Nucor announced this week its plans to build a new, $2.7 billion electric arc furnace (EAF) sheet mill with annual capacity of three million tons per year in either Ohio, Pennsylvania or West Virginia. Politicians in all three are scrambling to woo the new mill and its associated jobs to their state. Nucor also said it plans to build a new, $100 million melt shop at one of its bar mills in the western United States.
U.S. Steel has not made public the sites it is considering for its new EAF mill, announced this week. But the $3 billion project will add a third EAF to the integrated steelmaker’s portfolio, which already includes minimills at Big River Steel in Arkansas and Fairfield Works in Alabama. Climbing aboard the EAF bandwagon and the environmental benefits of scrap-based steel production, USS is now touting a “best for all” and not just a “best of both” strategy.

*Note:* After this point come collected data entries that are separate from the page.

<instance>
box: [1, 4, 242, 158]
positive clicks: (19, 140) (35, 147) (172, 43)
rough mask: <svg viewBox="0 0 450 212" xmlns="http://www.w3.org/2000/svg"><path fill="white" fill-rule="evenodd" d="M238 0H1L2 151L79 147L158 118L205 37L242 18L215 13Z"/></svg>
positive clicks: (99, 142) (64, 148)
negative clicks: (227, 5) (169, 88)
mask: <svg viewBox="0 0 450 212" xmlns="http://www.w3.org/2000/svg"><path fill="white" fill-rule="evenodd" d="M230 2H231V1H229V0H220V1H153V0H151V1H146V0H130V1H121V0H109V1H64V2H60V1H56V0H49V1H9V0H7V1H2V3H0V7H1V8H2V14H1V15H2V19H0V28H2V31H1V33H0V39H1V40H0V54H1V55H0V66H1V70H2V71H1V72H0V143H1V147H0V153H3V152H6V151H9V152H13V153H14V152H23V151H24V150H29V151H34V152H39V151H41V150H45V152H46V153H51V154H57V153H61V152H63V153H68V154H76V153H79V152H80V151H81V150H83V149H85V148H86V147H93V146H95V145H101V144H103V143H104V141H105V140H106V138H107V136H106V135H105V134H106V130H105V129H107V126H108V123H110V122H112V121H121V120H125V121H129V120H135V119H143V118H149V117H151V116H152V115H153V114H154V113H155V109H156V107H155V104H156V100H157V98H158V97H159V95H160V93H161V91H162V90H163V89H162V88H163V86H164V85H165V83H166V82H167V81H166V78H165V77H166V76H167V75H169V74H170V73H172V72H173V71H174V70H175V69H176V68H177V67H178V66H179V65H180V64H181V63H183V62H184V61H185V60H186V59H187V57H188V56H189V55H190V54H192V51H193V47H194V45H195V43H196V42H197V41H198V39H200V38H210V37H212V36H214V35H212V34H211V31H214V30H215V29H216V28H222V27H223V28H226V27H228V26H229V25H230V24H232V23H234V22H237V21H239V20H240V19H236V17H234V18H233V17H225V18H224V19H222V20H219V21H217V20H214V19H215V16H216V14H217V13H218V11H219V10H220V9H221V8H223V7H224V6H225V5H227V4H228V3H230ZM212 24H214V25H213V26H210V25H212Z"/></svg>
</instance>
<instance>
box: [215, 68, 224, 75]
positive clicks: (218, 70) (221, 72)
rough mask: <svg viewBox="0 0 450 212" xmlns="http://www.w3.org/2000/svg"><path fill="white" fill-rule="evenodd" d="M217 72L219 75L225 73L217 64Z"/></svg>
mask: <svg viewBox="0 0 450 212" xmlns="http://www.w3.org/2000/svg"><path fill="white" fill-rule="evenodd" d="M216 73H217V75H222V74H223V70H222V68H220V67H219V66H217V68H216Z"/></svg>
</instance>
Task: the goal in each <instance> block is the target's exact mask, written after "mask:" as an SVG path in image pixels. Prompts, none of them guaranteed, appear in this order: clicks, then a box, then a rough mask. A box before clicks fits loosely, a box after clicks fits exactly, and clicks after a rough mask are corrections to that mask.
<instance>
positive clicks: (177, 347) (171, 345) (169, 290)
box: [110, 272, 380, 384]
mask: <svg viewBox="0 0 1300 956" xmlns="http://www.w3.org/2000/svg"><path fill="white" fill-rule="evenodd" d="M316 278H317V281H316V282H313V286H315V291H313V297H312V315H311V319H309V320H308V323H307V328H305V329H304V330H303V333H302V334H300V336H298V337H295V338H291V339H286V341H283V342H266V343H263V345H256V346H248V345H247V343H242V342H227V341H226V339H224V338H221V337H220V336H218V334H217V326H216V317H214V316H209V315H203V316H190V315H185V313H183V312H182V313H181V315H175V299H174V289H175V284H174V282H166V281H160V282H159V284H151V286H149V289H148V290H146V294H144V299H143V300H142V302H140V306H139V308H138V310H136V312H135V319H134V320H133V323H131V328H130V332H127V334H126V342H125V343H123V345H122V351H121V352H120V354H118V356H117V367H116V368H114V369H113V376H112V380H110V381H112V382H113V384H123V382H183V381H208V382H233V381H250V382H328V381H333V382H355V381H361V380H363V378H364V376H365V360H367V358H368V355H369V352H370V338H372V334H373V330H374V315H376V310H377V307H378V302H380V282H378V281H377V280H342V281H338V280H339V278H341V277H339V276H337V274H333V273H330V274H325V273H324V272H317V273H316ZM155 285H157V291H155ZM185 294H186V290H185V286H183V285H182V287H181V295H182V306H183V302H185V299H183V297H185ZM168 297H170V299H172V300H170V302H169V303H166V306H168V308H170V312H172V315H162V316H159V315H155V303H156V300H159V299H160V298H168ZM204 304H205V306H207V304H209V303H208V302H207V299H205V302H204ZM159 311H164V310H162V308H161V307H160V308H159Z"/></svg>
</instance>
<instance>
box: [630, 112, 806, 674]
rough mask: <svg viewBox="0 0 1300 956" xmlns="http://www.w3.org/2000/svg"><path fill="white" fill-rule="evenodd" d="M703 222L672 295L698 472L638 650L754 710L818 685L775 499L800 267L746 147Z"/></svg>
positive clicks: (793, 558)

All told, North American mills have recently spent or will spend more than $14 billion to add more than 23 million tons of new sheet and plate capacity to the market. Steelmakers counter fears that the market will be oversupplied by noting that approximately 23.1 million tons of North American steelmaking capacity were hot idled in 2019-20 and another 11 million tons were cold idled between 2013 and 2020.
Cleveland-Cliffs has stated that it plans to buy into the scrap market, joining the likes of Nucor (which owns David J. Joseph Co.) and SDI (which owns OmniSource), that already have captive sources of scrap supply to feed their EAFs. There’s been much speculation on which scrap processor Cliffs may acquire, but so far no word from the company.
Section 232 is like COVID – it doesn’t seem to want to go away. In the headlines this month was a lawsuit filed by NLMK USA accusing the Commerce Department of violating the Russia-based steelmaker’s due process. NLMK hopes to recover $130 million in tariffs it believes were “wrongfully extracted” by the government.
The Section 232 tariffs – imposed by the Trump administration in 2018 on national security grounds – are also a point of contention in trade negotiations now under way between the U.S. and European Union. The two sides are widely expected to reach agreement by a Nov. 1 deadline on replacing Section 232 with a tariff rate quota system.
Nearly all the steel buyers contacted by SMU in recent weeks believe prices are on the cusp of a gradual correction, not the sharp and disastrous plunge forecast by some analysts. Time will tell if that’s wishful thinking.